Namun demikian, Unang mengakui, kendala yang dihadapi petani adalah pada musim kemarau kesulitan pengairan, sehingga membutuhkan pompa air dan pipanisasi. Selain itu dibutuhkan alsin untuk pengendalian gulma dan sarana pascapanen.
“Petani juga membutuhkan perbaikan jalan usaha tani karena jalan untuk mencapai lahan sulit untuk dilewati kendaraan bermotor untuk mengangkut hasil panen dan saprodi,” ujar Unang.
Direktur Jenderal Hortikultura Prihasto Setyanto mengatakan, pihaknya akan terus berupaya meningkatkan produksi hasil pertanian baik segar maupun olahan terutama buah unggulan berskala ekspor. Terlebih Ditjen Hortikultura tengah fokus mengembangkan Gerakan Mendorong Produksi, Daya Saing dan Ramah Lingkungan (GEDOR HORTI) dengan salah satu fokusnya pengembangan kawasan pisang di Kabupaten Sumedang.
”Kami akan terus berupaya untuk terus memperluas areal pertanaman guna meningkatkan hasil produksi buah-buahan ungulan segar maupun olahan terutama di masa pandemi Covid 19 ini,” terang pria yang kerap dipanggil Anton ini.

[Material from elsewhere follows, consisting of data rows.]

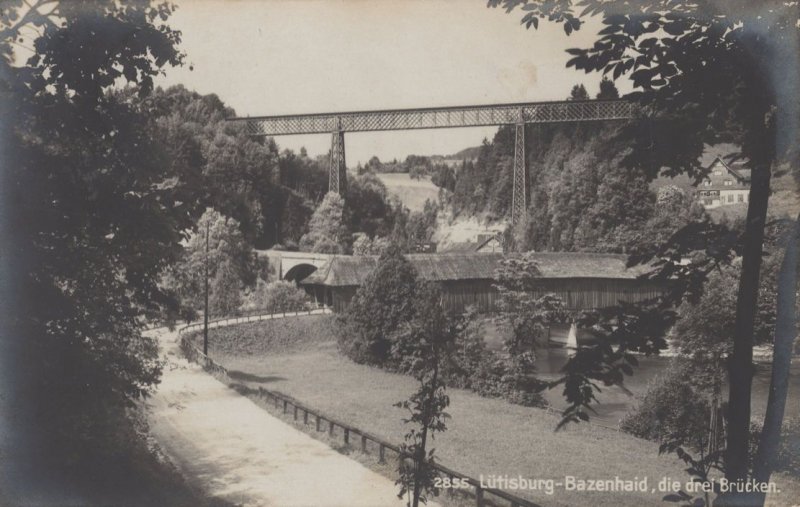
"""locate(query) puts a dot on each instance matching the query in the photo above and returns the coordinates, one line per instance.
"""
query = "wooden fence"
(483, 496)
(243, 319)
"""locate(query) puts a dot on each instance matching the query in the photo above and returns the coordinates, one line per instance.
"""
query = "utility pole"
(205, 310)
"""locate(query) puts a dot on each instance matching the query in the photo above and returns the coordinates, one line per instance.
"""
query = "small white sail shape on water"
(572, 339)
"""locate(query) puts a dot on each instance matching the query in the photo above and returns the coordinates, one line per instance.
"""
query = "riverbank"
(484, 436)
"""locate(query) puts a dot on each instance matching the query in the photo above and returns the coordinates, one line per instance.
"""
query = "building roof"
(737, 176)
(345, 270)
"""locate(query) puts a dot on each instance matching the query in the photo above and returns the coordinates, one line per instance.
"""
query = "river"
(615, 402)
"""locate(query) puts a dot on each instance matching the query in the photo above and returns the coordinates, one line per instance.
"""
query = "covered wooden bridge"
(582, 280)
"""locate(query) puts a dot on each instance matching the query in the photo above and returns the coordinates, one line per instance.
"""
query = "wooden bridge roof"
(347, 270)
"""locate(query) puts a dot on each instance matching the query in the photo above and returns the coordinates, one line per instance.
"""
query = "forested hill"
(580, 195)
(271, 193)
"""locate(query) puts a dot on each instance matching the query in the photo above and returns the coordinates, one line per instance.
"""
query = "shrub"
(671, 410)
(380, 306)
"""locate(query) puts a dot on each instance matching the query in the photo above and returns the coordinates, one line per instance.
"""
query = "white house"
(725, 184)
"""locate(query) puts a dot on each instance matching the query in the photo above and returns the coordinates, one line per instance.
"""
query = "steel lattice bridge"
(519, 115)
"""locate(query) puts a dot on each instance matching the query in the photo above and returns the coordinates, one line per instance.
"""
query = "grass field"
(298, 357)
(412, 193)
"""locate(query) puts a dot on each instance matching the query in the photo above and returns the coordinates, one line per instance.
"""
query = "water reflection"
(615, 402)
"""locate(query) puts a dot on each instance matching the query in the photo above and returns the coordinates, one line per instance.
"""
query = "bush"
(380, 306)
(671, 410)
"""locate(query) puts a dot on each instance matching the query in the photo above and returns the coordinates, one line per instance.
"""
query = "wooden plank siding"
(577, 293)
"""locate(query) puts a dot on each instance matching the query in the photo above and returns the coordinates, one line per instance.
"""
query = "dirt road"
(230, 448)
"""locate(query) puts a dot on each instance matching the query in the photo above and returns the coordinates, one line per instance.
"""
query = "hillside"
(412, 192)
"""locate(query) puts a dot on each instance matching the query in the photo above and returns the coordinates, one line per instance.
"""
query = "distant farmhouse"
(725, 184)
(582, 280)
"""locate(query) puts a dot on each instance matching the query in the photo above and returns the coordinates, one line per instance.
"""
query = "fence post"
(478, 496)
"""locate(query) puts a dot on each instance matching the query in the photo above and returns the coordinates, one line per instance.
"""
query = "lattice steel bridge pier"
(518, 115)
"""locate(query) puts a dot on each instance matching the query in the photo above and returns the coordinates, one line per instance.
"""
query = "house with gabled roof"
(726, 183)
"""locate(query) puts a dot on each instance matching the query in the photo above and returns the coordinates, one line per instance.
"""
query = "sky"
(306, 56)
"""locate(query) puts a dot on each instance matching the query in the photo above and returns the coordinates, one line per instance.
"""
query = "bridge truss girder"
(441, 117)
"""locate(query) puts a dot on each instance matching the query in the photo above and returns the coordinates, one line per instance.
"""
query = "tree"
(379, 308)
(225, 296)
(426, 340)
(705, 69)
(92, 219)
(529, 314)
(326, 228)
(230, 259)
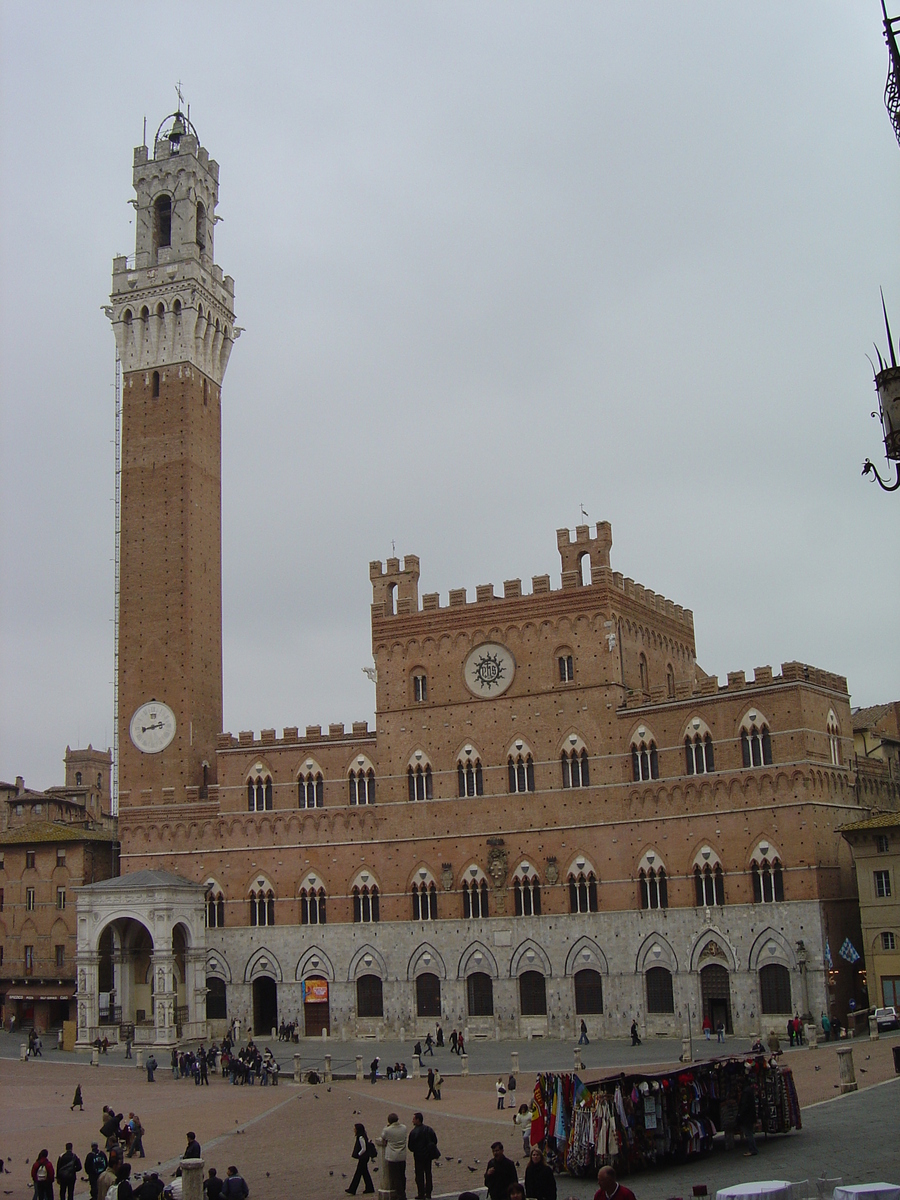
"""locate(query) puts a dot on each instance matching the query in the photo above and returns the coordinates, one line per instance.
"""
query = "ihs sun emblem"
(489, 671)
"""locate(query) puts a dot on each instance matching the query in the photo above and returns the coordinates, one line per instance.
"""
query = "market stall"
(640, 1120)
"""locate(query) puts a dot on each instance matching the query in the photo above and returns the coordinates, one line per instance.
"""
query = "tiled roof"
(883, 821)
(143, 880)
(39, 832)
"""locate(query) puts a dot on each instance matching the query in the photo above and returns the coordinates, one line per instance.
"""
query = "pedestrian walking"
(69, 1164)
(423, 1145)
(137, 1137)
(234, 1186)
(501, 1174)
(42, 1176)
(394, 1137)
(95, 1164)
(540, 1183)
(363, 1151)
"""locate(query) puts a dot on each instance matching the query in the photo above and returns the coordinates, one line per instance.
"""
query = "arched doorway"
(317, 1008)
(265, 1005)
(715, 995)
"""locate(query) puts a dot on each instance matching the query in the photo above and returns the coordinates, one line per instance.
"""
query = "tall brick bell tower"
(172, 312)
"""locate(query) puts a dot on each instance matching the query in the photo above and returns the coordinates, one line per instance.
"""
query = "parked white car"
(887, 1018)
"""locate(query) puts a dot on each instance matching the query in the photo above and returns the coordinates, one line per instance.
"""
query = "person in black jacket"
(423, 1145)
(360, 1152)
(540, 1182)
(69, 1164)
(499, 1174)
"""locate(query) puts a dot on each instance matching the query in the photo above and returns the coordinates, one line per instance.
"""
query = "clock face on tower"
(490, 670)
(153, 727)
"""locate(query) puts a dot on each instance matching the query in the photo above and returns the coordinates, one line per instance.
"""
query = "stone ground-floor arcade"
(141, 959)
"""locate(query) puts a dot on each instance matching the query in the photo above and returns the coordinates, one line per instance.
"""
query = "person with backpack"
(69, 1164)
(234, 1186)
(363, 1152)
(42, 1176)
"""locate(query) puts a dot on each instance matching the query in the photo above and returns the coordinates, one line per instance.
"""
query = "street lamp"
(887, 388)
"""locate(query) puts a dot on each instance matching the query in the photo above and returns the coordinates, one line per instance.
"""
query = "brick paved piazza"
(294, 1141)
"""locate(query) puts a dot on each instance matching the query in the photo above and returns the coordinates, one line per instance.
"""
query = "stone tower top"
(171, 303)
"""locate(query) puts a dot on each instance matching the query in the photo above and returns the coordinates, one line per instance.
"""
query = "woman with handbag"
(363, 1152)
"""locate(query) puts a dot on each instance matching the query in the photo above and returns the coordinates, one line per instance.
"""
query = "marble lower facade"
(535, 976)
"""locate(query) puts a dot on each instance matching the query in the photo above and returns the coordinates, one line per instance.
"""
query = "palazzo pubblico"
(558, 816)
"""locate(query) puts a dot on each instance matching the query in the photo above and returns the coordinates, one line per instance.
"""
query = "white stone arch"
(217, 965)
(718, 947)
(366, 961)
(263, 963)
(647, 955)
(529, 955)
(315, 961)
(418, 964)
(586, 953)
(477, 958)
(771, 946)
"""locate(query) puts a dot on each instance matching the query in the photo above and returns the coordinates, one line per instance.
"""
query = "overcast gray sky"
(495, 261)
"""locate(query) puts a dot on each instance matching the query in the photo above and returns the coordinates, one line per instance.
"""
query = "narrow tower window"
(163, 221)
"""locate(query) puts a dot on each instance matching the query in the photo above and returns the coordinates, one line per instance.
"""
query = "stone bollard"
(191, 1179)
(849, 1077)
(687, 1045)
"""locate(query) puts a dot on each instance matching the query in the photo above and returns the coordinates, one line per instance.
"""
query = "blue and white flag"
(849, 952)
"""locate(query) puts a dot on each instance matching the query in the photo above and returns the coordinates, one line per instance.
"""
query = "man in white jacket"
(394, 1135)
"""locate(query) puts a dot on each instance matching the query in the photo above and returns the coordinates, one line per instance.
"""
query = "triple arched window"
(425, 901)
(365, 905)
(259, 793)
(262, 906)
(527, 894)
(361, 785)
(654, 888)
(215, 910)
(576, 772)
(312, 905)
(699, 756)
(311, 790)
(709, 886)
(469, 777)
(474, 898)
(645, 761)
(582, 892)
(419, 783)
(768, 881)
(756, 745)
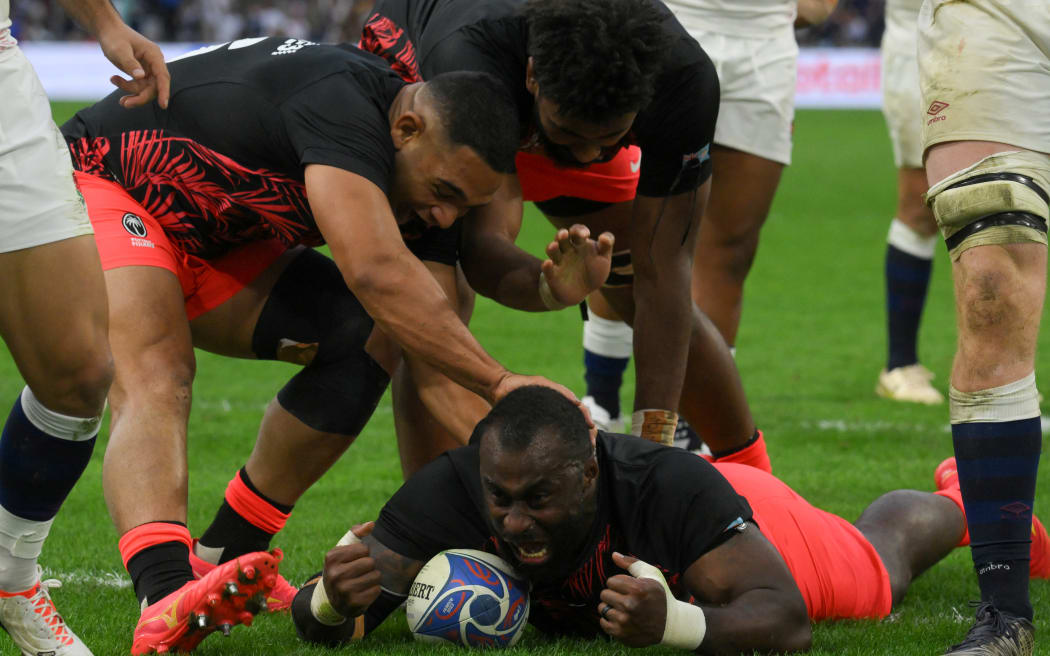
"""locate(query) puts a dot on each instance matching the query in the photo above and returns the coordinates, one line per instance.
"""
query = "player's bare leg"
(740, 199)
(911, 531)
(1000, 290)
(713, 400)
(608, 346)
(909, 258)
(53, 317)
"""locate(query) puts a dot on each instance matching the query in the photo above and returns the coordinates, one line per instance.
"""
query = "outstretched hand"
(351, 578)
(578, 265)
(632, 610)
(140, 58)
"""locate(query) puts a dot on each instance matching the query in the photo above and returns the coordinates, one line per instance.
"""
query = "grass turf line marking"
(99, 578)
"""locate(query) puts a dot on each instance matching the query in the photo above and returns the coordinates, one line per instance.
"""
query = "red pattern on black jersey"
(382, 37)
(206, 202)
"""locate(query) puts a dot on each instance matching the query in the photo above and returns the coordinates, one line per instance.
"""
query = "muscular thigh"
(228, 329)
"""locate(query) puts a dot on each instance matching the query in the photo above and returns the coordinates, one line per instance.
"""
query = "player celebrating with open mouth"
(270, 144)
(645, 544)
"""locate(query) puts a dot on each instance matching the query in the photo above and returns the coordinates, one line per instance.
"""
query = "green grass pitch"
(811, 344)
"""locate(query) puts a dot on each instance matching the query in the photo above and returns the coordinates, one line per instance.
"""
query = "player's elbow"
(370, 276)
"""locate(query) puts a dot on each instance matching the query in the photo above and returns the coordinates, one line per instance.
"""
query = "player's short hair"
(596, 59)
(526, 413)
(478, 111)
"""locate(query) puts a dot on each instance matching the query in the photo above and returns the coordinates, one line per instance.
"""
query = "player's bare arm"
(496, 268)
(456, 408)
(394, 286)
(363, 582)
(127, 49)
(814, 12)
(663, 238)
(749, 602)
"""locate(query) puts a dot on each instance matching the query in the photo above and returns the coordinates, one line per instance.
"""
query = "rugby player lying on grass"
(201, 212)
(750, 563)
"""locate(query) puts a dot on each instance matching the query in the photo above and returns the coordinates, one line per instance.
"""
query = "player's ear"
(406, 127)
(590, 470)
(530, 83)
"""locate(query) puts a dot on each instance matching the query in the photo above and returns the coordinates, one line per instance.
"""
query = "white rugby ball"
(468, 597)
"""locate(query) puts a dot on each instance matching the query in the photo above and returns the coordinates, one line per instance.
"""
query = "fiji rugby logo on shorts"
(137, 228)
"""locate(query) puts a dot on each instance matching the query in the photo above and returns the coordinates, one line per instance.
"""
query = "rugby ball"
(467, 597)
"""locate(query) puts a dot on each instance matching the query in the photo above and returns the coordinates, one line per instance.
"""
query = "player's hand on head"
(140, 58)
(633, 611)
(578, 265)
(351, 577)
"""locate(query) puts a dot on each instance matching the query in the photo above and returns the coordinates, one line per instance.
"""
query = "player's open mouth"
(531, 553)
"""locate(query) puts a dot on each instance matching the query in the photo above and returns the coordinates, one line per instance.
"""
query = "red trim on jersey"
(150, 534)
(608, 182)
(253, 508)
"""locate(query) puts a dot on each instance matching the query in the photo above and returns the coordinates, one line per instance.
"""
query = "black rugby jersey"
(665, 506)
(224, 165)
(423, 38)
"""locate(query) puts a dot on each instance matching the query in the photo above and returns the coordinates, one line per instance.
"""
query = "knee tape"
(1004, 198)
(314, 319)
(1011, 402)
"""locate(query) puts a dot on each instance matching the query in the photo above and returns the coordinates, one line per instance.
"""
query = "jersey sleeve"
(676, 129)
(700, 509)
(433, 511)
(332, 123)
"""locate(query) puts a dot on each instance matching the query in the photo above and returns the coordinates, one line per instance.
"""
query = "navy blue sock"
(998, 464)
(160, 570)
(604, 376)
(37, 470)
(907, 279)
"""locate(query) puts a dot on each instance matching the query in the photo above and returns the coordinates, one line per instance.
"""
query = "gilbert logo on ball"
(468, 597)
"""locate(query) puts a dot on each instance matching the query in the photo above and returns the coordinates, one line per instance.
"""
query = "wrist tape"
(686, 625)
(547, 296)
(320, 608)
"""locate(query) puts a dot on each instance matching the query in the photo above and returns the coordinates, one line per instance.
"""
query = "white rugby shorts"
(39, 200)
(757, 79)
(985, 71)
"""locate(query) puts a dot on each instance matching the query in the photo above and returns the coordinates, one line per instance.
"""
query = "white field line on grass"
(843, 425)
(98, 578)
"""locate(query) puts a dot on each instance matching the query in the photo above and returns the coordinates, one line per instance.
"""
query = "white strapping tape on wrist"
(320, 608)
(686, 625)
(547, 296)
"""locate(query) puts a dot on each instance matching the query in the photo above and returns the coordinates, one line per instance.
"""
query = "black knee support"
(340, 385)
(1000, 218)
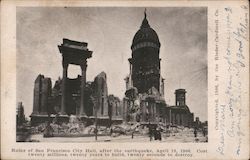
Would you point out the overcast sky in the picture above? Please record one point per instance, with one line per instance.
(109, 33)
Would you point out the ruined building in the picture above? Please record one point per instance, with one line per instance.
(144, 98)
(20, 117)
(86, 100)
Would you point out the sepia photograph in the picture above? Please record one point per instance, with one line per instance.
(111, 74)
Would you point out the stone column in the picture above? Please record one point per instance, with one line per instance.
(64, 79)
(83, 83)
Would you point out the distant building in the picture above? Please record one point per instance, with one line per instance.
(144, 98)
(143, 102)
(180, 113)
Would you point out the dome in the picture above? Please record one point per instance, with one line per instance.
(146, 34)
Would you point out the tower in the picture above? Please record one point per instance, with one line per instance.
(180, 98)
(145, 61)
(75, 53)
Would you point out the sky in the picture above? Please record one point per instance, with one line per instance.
(109, 32)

Senada, Direktur Buah dan Florikultura Liferdi Lukman mengapresiasi petani pisang di Sumedang. Pasalnya di tengah pandemic Covid 19 ini petani tetap mampu menghasilkan produk olahan bermutu. Penjualan produk olahan seperti sale pisang yang dapat langsung dikonsumsi masyarakat secara nyata mampu meningkatkan pendapatan petani di samping penjualan dalam bentuk segar.
“Kami akan terus mendorong petani menerapkan budidaya sesuai Standar Operasional Prosedur (SOP) yang mengacu pada Good Agricultural Practices (GAP) sehingga produk yang dihasilkan sesuai dengan tuntutan pasar baik dari segi kualitas maupun kuantitas,” kata Liferdi.